Table 6 The results of feature ranking in various methods, which only show first three features

6.2.6 Classification

We imply various classification methods including the shrinkage methods (which present above) in arousal dimension to test the performance of models. The classification methods include: LR, LDA, Quadratic Discriminant Analysis (QDA), K-Nearest Neighbor (KNN), Tree, Random-Forest (RF), Bagging (Bag), Boosting (Boost), Support Vector Machine with Radial kernel (SVM-R), Support Vector Machine with Polynomial kernel (SVM-P), Support Vector Machine with Linear kernel (SVM-L), L1-LR, L2-LR, L1-SVM, L2-SVM and Shrunken Centroids Regularized Discriminant Analysis (SCRDA). The parameters in various classification methods are determined by cross-validation. For example, we chose K value as 6 in KNN model. The accuracy rates are shown in Fig. 10, where X-axis denotes the classification methods, and Y-axis denotes the accuracy rate. In each box, the central mark is the median value, and the edges of each box are the 25th and 75th percentiles.

Fig. 10
figure 10

Performance data for various classification methods

We see that the L1-LR model gets the highest median value, average accuracy rate of 84 %, and its box range is rather narrow. It means that the L1-LR model is quite stable. We find that the results with shrinkage methods are more stable than without having them. Moreover, the L2-LR, L1-SVM and RDA methods also get promising average result of 83 %. While in LR model, the average accuracy is only 80 %. The advantage of shrinkage methods are rooted in the bias-variance trade off. By controlling the tuning parameter, shrinkage can perform well by trading off a small increase in bias for a large decrease in variance.
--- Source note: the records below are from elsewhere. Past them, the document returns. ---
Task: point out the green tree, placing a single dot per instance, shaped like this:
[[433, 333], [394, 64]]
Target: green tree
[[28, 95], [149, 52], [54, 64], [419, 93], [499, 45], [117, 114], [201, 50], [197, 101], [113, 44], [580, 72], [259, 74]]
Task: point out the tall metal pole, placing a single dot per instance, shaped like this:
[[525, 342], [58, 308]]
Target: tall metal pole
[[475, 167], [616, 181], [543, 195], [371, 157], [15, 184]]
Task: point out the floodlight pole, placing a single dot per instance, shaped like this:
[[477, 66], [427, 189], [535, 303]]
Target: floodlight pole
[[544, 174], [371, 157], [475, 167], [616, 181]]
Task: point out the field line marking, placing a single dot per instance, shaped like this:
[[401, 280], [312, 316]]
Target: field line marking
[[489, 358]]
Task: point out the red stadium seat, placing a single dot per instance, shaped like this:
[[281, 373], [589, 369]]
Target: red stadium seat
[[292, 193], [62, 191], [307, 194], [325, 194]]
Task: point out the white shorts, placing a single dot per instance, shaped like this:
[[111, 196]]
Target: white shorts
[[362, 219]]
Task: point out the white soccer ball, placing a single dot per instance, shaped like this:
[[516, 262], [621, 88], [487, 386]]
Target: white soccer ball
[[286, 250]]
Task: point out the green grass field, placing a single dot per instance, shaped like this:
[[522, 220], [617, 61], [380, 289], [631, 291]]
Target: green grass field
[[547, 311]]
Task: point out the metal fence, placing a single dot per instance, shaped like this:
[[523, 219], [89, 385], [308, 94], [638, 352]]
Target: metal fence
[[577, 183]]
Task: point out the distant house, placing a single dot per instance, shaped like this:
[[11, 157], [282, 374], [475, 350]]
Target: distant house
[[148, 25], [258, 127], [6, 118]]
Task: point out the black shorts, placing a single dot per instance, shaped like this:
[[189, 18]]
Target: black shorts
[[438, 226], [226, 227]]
The best accuracy rate of other no penalized methods is KNN’s—82 % on average, and 80 % as median. The tree-based methods including pruning tree, Random-Forest, Bagging and Boosting have nearly the same median accuracy rate, and the Boosting performs a little better than the other tree-based methods. Then, we see that linear kernel may be more suitable than polynomial kernel in our model. SVM-P gets an average accuracy rate of 77.4 %, while SVM-L gets 81.4 %. Moreover, SVM with penalty performs better than SVM without penalty. We find that the performance of LDA is better than QDA, but a litter poorer than LR. And the regularized LDA achieves 5 % higher accuracy than LDA. Because by using regularization not only stabilizes the variance but also reduces the bias of discriminant function. As a result, the prediction accuracy is improved. And linear model may be more suitable than quadratic model in music arousal response.

7 Conclusion and future work directions

In this paper, we focus on the feature selection and learning in arousal dimension by using various methods. We study the features in Logistic Regression model firstly. Then the most commonly used methods—wrapper (forward selection, backward selection, hybrid selection), are applied to select the important features. In order to produce a more interpretable model, the tree-based methods are used to build the model and give the important features. Lastly, the shrinkage methods are applied in LR, SVM and LDA model.

Experimental results show that shrinkage methods are powerful methods for both learning informative feature as well as making classification. We get a more interpretable and continuous model than other wrapper methods, which only three features—low-SONE, RMS and loudness-flux are selected in L1-LR and L2-LR models. What is more, LR using shrinkage methods makes an average promotion of 3–4 % than LR. Lastly, we find that the accuracy performance by shrinkage methods is better than most of the other no-penalty classification methods.

There is still much room for feature improvement of our work. In this paper, we only focus our work on arousal dimension, while the other dimension—valence, is also very important for music emotion recognition. Then we still do not understand why feature selection results by using shrinkage methods are quite similar to use entropy-based filter methods. Lastly, new classification method such as deep learning (deep belief networks) can also be a good direction in our feature work.